L'Ukraine orthodoxe fêtera Pâques une semaine plus tard que l'Occident, cette année. Le temps des larmes et de la souffrance n'est pas encore derrière nous. Le chemin de Croix des nombreuses victimes des massacres de Boutcha, de Hostomel, de Bodorianka et de nombreuses autres localités ukrainiennes n'est pas terminé. Nous resterons encore longtemps en lamentations, muets, paralysés face à ces atrocités insensées, la cruauté nous privant de sommeil et nous figeant les larmes dans les yeux.
La Semaine Sainte durera bien plus d'une semaine en Ukraine. Elle a commencé à Carême, mais elle ne se terminera probablement pas le lundi de Pâques. Ainsi, à l'instar de Jésus qui a appelé les disciples à veiller et à prier avant ses souffrances, j'aimerais vous adresser la même demande, chers lecteurs. Veillez et priez!
Veillez également que personne ne vous égare. Ces derniers temps, de nombreux soi-disant «compreneurs de Poutine» se sont exprimés pour défendre cette guerre, ou pour en faire porter la responsabilité à l'Occident, à l'OTAN, voire à l'Ukraine elle-même. Ce serait la faute de l'Ukraine pour avoir voulu entrer dans l'OTAN.

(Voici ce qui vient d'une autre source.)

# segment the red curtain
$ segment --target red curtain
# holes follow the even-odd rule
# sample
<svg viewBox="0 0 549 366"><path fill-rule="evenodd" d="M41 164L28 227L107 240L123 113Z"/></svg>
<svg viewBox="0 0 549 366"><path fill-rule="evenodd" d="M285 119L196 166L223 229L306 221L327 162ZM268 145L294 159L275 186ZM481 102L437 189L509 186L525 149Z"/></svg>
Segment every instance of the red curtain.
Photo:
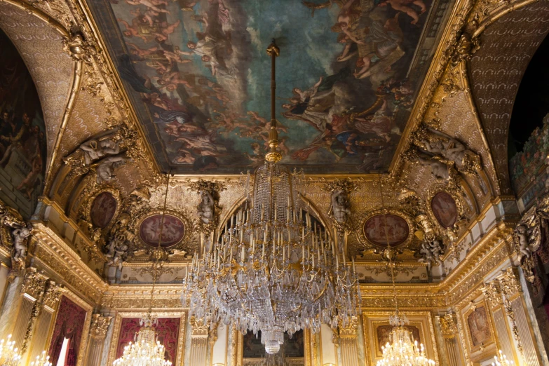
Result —
<svg viewBox="0 0 549 366"><path fill-rule="evenodd" d="M158 341L165 347L166 360L175 365L177 356L177 339L179 334L179 318L161 318L156 327ZM116 358L122 355L124 347L134 341L135 334L139 331L138 318L124 318L120 327L118 345L116 348Z"/></svg>
<svg viewBox="0 0 549 366"><path fill-rule="evenodd" d="M65 366L76 366L86 314L86 310L65 296L61 298L48 353L53 365L57 365L63 340L67 338L69 339L69 349Z"/></svg>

Cet argument passe sous silence le fait que l'Ukraine avait inscrit dans sa constitution un statut de neutralité jusqu'à l'annexion de la Crimée par la Russie en 2014. Ce n'est qu'après l'agression russe que l'Ukraine a finalement envisagé d'adhérer à l'OTAN. On cherche une accusation pour nous condamner, à l'instar de Jésus. Et comme il n'y en avait pas, il fallait en inventer une.
Veillez et priez! La prière dans le jardin de Gethsémani donne à Jésus la force de surmonter les souffrances à venir. Il ne prie pas seul, mais demande à ses disciples de faire de même. Leur soutien dans la prière est important pour le Fils de Dieu. Car il est aussi un homme, pour qui la prière solidaire de ses amis compte beaucoup.
La prière a une force incroyable: elle donne aux soldats ukrainiens le courage de défendre leurs familles et leur pays. Elle donne aux réfugiés ukrainiens la force de continuer à avancer malgré l'épuisement. La prière guide ceux et celles qui ont été tués et soutient ceux et celles qui sont restés. Elle permet d'atténuer la douleur indicible de ceux qui ont été traumatisés moralement et physiquement. Elle leur permet de mieux faire face aux blessures et aux douleurs qu'ils ont subies dans leur corps et dans leur cœur. L'énorme souffrance et la cruauté inhumaine nous paralysent et nous ravagent de l'intérieur.
Mais l'amour du prochain donne de l'espoir en ces temps. La volonté d'aider les Ukrainiens qui ont fui leur pays, la solidarité mondiale avec l'Ukraine, créent une nouvelle confiance en l'homme et en l'humanité. Le nombre de personnes qui y participent est tout simplement incroyable: que ce soit en accueillant les réfugiés, en donnant des biens ou de l'argent, ou en organisant et en participant à des manifestations qui envoient un signal fort aux gouvernements du monde entier.
Cette incroyable vague de compassion envers les victimes et la résistance à l'agresseur permet d'espérer que Pâques sera bientôt là aussi pour l'Ukraine. Que le printemps s'y impose également et que, pour les Ukrainiens aussi, les souffrances du Vendredi Saint soient suivies du jour de la victoire de la résurrection. À l'instar du Christ, lui aussi ressuscité.»